Thursday, 7 April 2016


7 April 2016

1978 was a most extraordinary year.

It was the year when in just over a month there were three Popes. Also, it was the year the racist white regime in Rhodesia finally agreed to African majority rule in the new nation of Zimbabwe. Jim Jones gave new impetus to the dangers posed by religious cults with the ghastly mass suicide of his followers at Jonestown. And the unions in Britain embarked upon the process of industrial disruption, forever remembered as the winter of discontent, that led to the rise of Margaret Thatcher.

Things were no less remarkable in New Zealand. At 15 years, Meda McKenzie became the youngest person to swim Cook Strait. The Muldoon Government first unveiled its brutal streak, to be used more persistently a few years later in suppressing anti Springbok Tour protests in 1981, by using the Army and the Police to end forcefully the occupation of Bastion Point. Social Credit’s Bruce Beetham upset the political establishment by winning the Rangitikei by-election. The disastrous “Think Big” projects were unveiled, and New Zealand beat England in a cricket test for the first time. Air New Zealand was merged with the utilitarian state domestic carrier NAC to become the monopoly national airline (although many would argue that as far as the domestic service is concerned, NAC’s neo-Stalinist approach to customer service has prevailed.)

1978 was also the first year our birth rate fell, even though our population was only about 70% of today’s figure. But here is the rub. Of the children born in 1978, one in four now has a criminal conviction. For men, that figure climbs to one in three. Half of Maori and Pasifika born in 1978 have a criminal conviction. Well over half the offending that led to those convictions occurred when they were in their late teens and early twenties, and most criminal careers were quite short-lived.

Similar figures could probably be found for other years, but the message is stark. How is it that so many of our young New Zealanders have gone off the rails, and what can be done to prevent that? It is little consolation that many appear to have returned to relatively productive lives after their early twenties.

Obviously, family circumstances have a large part to play here, and the significance of family violence leading to severe dysfunction cannot be under-estimated. While the causes of family violence are complex, there is no doubt from all the evidence amassed by Police, social services and health agencies that the impact is profound, and more importantly, that building strong and resilient families and communities, and focusing policy to that end, is at the core of resolving it. Investing in early identification of at risk families and children is far better than spending large amounts of money picking up the shattered pieces later on.

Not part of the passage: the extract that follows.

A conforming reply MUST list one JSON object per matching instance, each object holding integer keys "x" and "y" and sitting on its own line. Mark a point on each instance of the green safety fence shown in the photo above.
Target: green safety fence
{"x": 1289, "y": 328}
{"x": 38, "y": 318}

Family-centred policies along these lines have always been at the heart of UnitedFuture’s focus for this reason. While, sadly, no child can choose the circumstances of its upbringing, every child nevertheless has the right to expect the love and affection of both its parents. Nurturing children and strengthening viable families must be at the centre of all our policymaking.

Many of the babies born in 1978 are the parents of today, and their grim experiences in their late teenage years and beyond clearly challenge all of us to ensure the mechanisms and supports are in place to ensure their children do not suffer the same fate.